PODCAST: How financial well-being impacts accounting professionals

Written on Feb 25, 2021

By Jessica Salerno, OSCPA senior content manager 

It’s time to consider what financial well-being means when the focus isn’t solely on numbers, said Danetha Doe. 

“I want to dispel a myth that is sometimes associated with financial well-being,” she said. “It’s that it's only a poor person problem, or someone that has low-income, or their business isn't thriving financially.” 

Woman smiling for camera.

Financial well-being is more than being successful or struggling financially, Doe said in this week’s episode of The State of Business podcast. It’s tied to a person’s goals and feelings around money as well. 

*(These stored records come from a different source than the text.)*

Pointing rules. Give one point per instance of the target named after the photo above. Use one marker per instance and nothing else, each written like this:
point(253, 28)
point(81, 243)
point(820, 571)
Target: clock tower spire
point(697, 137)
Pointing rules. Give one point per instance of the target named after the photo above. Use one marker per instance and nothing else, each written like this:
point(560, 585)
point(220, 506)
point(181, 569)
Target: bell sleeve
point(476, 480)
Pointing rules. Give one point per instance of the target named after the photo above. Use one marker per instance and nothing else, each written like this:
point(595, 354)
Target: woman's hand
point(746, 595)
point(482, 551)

Doe, a financial psychologist and founder of the aspirational money blog Money & Mimosas, said she started talking about the intersection of wealth and wellness around five years ago as she was making the connection between her own emotions and financial goals. Around the same time, a report came out from the Consumer Financial Protection Bureau about financial wellbeing, where they made the connection between how someone feels about their finances has a profound impact on their financial life. 

“And that was monumental, because prior to that financial education only focused on the numbers in terms of how much do you have in your savings? How much is your net worth?” Doe said. “And that didn't really give space for how these financial goals that actually have a huge impact on someone's overall well-being and their wellness and health.” 

The definition of financial well-being from the Consumer Financial Protection Bureau is a state of being where you feel you’re able to meet your ongoing and current financial obligations, you feel secure in your financial future and you can make decisions to enjoy life. Doe said people who look financially well on paper might have high degrees of stress and anxiety in their life around their finances, not meeting the last two parts of that definition. 

To start thinking of your own financial well-being, Doe suggested asking what that term means to you. Consider what it means to feel secure in your financial future and what does it mean to be able to make choices to enjoy life. The next step is thinking about the decisions you need to make to create that definition, you have for yourself. 

“All of this is interconnected,” Doe said. “Your financial well-being is directly connected to your overall well-being, so is your physical health and your mental health. Seeing financial well-being as a form of self-care and approaching it from that perspective can help illuminate some areas that could be specific to that individual around what financial well-being truly means for them.”